Lì dove si era ritrovato a essere, brillava tutto, tutto splendeva e tutt’intorno c’erano pupazzi, – ma no, erano bambini, e bimbe, ma erano così splendenti! Gli giravano intorno, volavano e lo baciavano tutti quanti, afferrandolo e portandolo con loro, e volava anche lui, mentre vedeva che la sua mamma lo guardava ridendo di gioia.

«Mamma! Mamma! Oh, come si sta bene qui, mamma!», le gridò il bambino, mettendosi di nuovo a baciare i bimbi, ai quali aveva fretta di raccontare di quei pupazzi dietro al vetro.

«Chi siete, bambini? Chi siete, bimbe?» domandò, mentre rideva e li amava.

«Questa è “la festa di Natale del Cristo”», gli risposero. «In questo giorno Cristo ha sempre un suo albero di Natale per i bimbi piccoli che non hanno una loro festa laggiù…»

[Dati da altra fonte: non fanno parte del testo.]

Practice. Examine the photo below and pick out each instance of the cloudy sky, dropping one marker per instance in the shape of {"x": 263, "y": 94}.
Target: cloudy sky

E venne a sapere che tutti quei bambini e quelle bimbe erano, proprio come lui, dei bimbi veri, solo che alcuni erano congelati già nelle ceste in cui li ave- vano abbandonati all’aperto, sulle scale, davanti alla porta di qualche impiegato pietroburghese, altri era- no morti asfissiati alla casa ricovero delle nutrici finlandesi, dei terzi erano morti al petto avvizzito delle loro madri, durante la carestia di Samara, dei quarti erano crepati dal fetore in vagoni di terza classe, e adesso erano tutti quanti lì, adesso erano tutti come angeli, tutti lì dal Cristo, e Lui stesso era in mezzo a loro e tendeva le braccia benedicendo loro e le loro madri peccatrici… E le madri di quei bimbi erano tutte lì anch’esse, un po’ in disparte, e piangevano; riconoscevano ognuna il proprio bambino o la propria bimba, volanti verso di loro a baciarle, ad asciugare loro le lacrime con le proprie manine, esortandole a non piangere, perché “lì stavano così bene…”

Laggiù, invece, il mattino seguente, degli uomini che sistemavano il cortile trovarono il piccolo cadaverino del bambino che era corso lì e si era congelato dietro la legna; rintracciarono anche sua mamma… che era morta ancor prima di lui; si rividero in cielo, dal Signore Dio.

E a quale scopo avrò mai composto una storia che si addice così poco a un diario ordinario e assennato, e di uno scrittore per di più? E avevo addirittura promesso dei racconti che trattassero prevalentemente di avvenimenti reali! Ma la questione è proprio che a me continua a sembrare e a figurarmisi che tutto ciò sia potuto accadere realmente – intendo quello che accadde nello scantinato e dietro la catasta di legna –, mentre per quanto riguarda la festa e l’albero di Natale del Cristo – non so neanche come dirvelo –, è possibile o no che sia accaduto? Ben per questo sono un romanziere, per escogitare.